“Without counsel plans fail” (Proverbs 15:22), and not only wedding plans. Do you want to take the wrong job, or buy the wrong house, or join the wrong church? Then ignore the godly people in your life who made those decisions years ago (and have seen many others do so).
When your next major decision comes — what house to buy, where to go school, whom to marry — do the wise and unexpected thing: Ask someone older than you.
Most people in America, for instance, get married today without getting serious counsel. They meet each other, go on a few dates, get more serious, decide they want to get married, and then tell people they’re getting married. They may keep a couple close friends up to date through the process, but they barely have a category for “counsel” — much less counsel from someone older. So, they wed without guidance. And according to Proverbs 11:14, “Where there is no guidance, a people falls.” Many marriages fall the same way.
“Without counsel plans fail” (Proverbs 15:22), and not only wedding plans. Do you want to take the wrong job, or buy the wrong house, or join the wrong church? Then ignore the godly people in your life who made those decisions years ago (and have seen many others do so).
But if you want to marry well, choose well, and commit well, then ask someone older than you.
Counsel for Seeking Counsel
Consider King Rehoboam as a case study in refusing good counsel. Unlike many today, Rehoboam did seek guidance from his elders, but how he handled their wisdom is a warning to any of us. If we never ask someone older than us, we’re warmly inviting adversity, affliction, and even disaster. But even when we do ask, subtle (or obvious) opportunities arise to despise wisdom. Rehoboam teaches us how not to seek counsel.

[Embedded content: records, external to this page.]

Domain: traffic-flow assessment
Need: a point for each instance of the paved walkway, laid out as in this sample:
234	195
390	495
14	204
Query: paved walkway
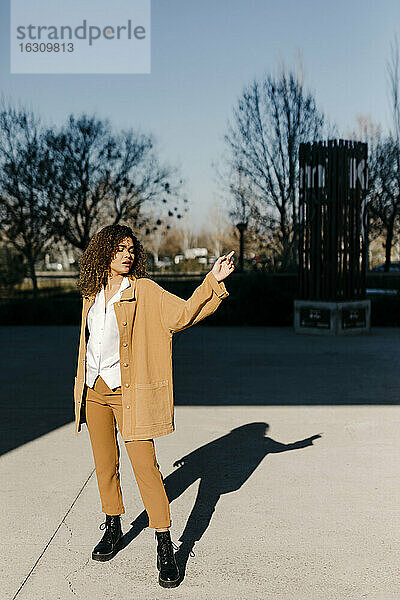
261	506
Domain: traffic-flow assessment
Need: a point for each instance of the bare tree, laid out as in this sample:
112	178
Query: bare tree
271	119
101	178
24	171
384	193
384	167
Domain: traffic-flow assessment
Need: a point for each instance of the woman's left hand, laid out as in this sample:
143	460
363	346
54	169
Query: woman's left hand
223	266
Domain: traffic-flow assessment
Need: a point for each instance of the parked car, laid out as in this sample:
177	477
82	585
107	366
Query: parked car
394	268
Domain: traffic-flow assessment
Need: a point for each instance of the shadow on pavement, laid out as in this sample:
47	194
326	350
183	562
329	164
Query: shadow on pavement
213	366
222	466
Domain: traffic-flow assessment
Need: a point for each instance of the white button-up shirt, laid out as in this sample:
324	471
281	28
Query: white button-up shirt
102	352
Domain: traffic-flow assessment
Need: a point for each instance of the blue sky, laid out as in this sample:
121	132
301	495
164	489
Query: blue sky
203	53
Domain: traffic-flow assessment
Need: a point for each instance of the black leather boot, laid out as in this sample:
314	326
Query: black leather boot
109	543
166	563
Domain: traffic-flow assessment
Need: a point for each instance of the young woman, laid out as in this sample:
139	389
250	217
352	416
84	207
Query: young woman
124	375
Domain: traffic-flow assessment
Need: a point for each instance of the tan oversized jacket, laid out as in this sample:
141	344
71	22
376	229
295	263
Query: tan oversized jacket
147	317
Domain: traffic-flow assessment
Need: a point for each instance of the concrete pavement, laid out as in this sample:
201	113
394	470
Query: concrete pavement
266	513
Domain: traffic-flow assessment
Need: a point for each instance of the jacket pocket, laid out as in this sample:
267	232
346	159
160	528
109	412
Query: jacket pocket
152	403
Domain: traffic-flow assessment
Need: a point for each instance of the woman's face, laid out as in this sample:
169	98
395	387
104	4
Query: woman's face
123	257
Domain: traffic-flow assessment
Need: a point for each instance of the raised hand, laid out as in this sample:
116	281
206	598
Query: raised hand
223	266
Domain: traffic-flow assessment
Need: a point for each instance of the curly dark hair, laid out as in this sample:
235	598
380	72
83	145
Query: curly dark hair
94	264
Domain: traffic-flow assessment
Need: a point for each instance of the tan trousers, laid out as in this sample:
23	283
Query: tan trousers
103	413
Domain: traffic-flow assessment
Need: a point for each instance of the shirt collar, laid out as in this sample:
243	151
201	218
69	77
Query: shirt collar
124	284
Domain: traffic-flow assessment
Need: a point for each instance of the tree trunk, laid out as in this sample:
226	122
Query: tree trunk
32	274
388	245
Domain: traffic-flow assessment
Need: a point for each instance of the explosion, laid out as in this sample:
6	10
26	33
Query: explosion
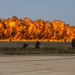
18	29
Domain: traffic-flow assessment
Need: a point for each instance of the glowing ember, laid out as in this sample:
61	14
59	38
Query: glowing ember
27	29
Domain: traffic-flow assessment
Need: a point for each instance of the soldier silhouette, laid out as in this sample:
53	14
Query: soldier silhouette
73	42
37	44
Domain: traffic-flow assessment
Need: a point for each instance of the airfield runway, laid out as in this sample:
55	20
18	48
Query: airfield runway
37	65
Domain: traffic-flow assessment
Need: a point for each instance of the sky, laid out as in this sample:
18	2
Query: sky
47	10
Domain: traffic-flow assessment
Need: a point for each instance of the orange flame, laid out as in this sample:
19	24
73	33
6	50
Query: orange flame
27	29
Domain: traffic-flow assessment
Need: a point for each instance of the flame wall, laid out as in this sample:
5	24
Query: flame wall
15	28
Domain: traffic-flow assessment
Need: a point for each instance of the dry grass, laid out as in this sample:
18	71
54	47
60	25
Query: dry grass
45	48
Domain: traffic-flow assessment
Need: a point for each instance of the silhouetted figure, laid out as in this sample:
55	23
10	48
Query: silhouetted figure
73	43
25	45
37	44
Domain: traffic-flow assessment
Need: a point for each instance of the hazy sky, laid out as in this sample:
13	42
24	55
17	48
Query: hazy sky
39	9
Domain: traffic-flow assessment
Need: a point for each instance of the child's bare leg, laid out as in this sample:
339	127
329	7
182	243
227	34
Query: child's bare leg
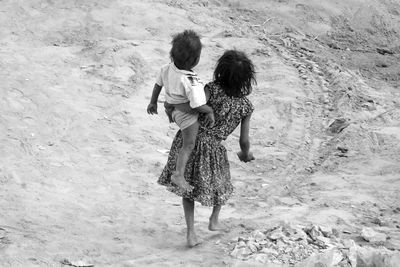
214	223
189	140
188	208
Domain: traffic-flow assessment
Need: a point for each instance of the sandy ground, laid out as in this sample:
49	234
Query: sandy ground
79	156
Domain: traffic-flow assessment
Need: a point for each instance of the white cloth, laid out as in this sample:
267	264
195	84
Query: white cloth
181	86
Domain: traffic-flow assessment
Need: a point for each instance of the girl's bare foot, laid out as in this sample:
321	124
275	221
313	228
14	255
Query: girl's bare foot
180	181
192	240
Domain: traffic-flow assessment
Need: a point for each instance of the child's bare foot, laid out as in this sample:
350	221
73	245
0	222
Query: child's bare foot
214	225
192	240
180	181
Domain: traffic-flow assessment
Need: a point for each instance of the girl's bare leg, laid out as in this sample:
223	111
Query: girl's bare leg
189	140
214	223
188	208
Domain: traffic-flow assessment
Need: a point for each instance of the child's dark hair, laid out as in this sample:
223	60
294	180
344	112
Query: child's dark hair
186	49
235	73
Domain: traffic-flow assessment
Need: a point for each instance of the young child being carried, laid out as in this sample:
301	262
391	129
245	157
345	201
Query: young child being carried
183	86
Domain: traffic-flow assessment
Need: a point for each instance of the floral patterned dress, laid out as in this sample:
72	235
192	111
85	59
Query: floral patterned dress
207	169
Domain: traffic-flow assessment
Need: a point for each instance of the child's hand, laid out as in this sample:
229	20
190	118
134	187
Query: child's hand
152	108
209	120
245	158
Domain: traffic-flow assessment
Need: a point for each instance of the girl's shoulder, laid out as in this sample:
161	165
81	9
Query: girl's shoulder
214	89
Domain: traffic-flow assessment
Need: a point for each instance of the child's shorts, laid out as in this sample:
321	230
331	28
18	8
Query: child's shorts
184	119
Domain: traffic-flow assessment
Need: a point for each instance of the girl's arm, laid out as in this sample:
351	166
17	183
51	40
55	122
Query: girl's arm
152	107
245	155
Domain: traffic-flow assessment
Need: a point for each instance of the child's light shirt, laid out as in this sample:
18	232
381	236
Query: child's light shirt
181	86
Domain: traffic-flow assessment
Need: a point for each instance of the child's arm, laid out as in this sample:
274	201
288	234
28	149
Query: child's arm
152	107
245	155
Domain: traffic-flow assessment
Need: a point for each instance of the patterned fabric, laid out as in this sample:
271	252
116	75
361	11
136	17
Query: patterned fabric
207	169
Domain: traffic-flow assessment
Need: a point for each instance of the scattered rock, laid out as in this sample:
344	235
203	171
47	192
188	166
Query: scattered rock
384	51
338	125
371	236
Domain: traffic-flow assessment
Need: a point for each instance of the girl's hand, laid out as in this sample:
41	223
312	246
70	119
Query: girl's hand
152	108
210	120
245	157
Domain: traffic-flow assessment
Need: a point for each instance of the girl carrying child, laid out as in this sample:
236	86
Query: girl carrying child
207	168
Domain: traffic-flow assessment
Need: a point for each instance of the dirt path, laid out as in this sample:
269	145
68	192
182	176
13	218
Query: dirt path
80	157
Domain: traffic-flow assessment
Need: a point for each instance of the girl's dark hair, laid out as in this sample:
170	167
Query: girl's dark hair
235	73
186	49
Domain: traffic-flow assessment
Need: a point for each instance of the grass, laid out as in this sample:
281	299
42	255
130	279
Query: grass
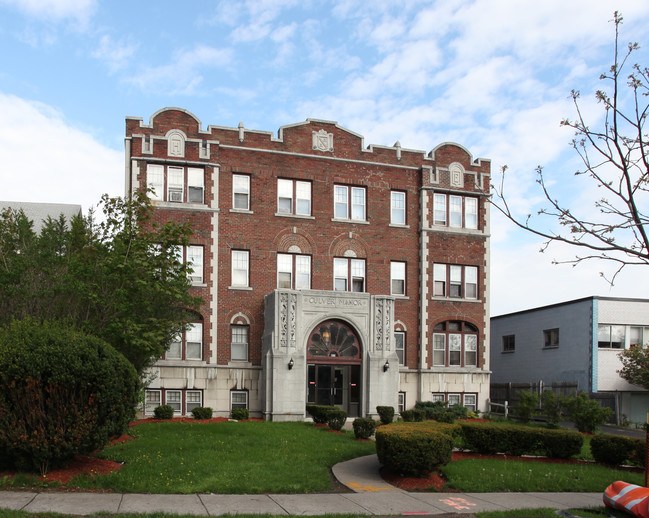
227	458
493	475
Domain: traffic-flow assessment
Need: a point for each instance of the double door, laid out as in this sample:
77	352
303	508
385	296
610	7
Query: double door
335	385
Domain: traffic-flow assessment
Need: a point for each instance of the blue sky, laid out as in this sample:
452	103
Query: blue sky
492	75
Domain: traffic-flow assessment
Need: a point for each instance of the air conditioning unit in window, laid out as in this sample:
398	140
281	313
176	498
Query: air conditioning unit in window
175	195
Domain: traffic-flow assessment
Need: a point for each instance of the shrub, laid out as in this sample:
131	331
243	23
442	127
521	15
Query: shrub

1. Ask someone older than you.
Rehoboam started well: “[He] took counsel with the old men, who had stood before Solomon his father while he was yet alive, saying, ‘How do you advise me to answer this people?’” (1 Kings 12:6). When we are confronted with a difficult or complicated decision, one aspect of wisdom is to ask “the old men” (or women).
Many of us don’t even think to ask for counsel. We just do the best we can with what we have and know on our own. Even those of us who do ask for counsel often neglect to ask someone older than us. We ask our peers, typically those experiencing the same dilemmas and making the same decisions, and with the same shortage of life experience. Our friends know us best, and they’re most immediately familiar with our stage of life, so we assume they must be the best people to ask.
But age and experience have a place in the pursuit of wisdom. Job says, “Wisdom is with the aged, and understanding in length of days” (Job 12:12). So, ask someone with (many) more days than you.
2. Don’t make up your mind beforehand.
When you do ask someone older for counsel, resist the impulse to make up your mind beforehand. The older men advised Rehoboam, “If you will be a servant to this people today and serve them, and speak good words to them when you answer them, then they will be your servants forever” (1 Kings 12:7). Not only is the counsel wise, but it also benefits Rehoboam. If, as king, you strive to serve the needs of the people and lessen the burdens on them, they will never stop serving you.
“But [Rehoboam] abandoned the counsel that the old men gave him and took counsel with the young men who had grown up with him and stood before him” (1 Kings 12:8). When they gave him counsel he didn’t like, he rejected it and retreated to his friends. He wasn’t really looking for counsel; he was looking for approval. And if we’re only looking for approval, wise counsel will fall on deaf ears.
If you receive counsel only when it agrees with you, you’re not really receiving counsel. When you go to others older than you, fight to keep your mind genuinely open to what they have to say.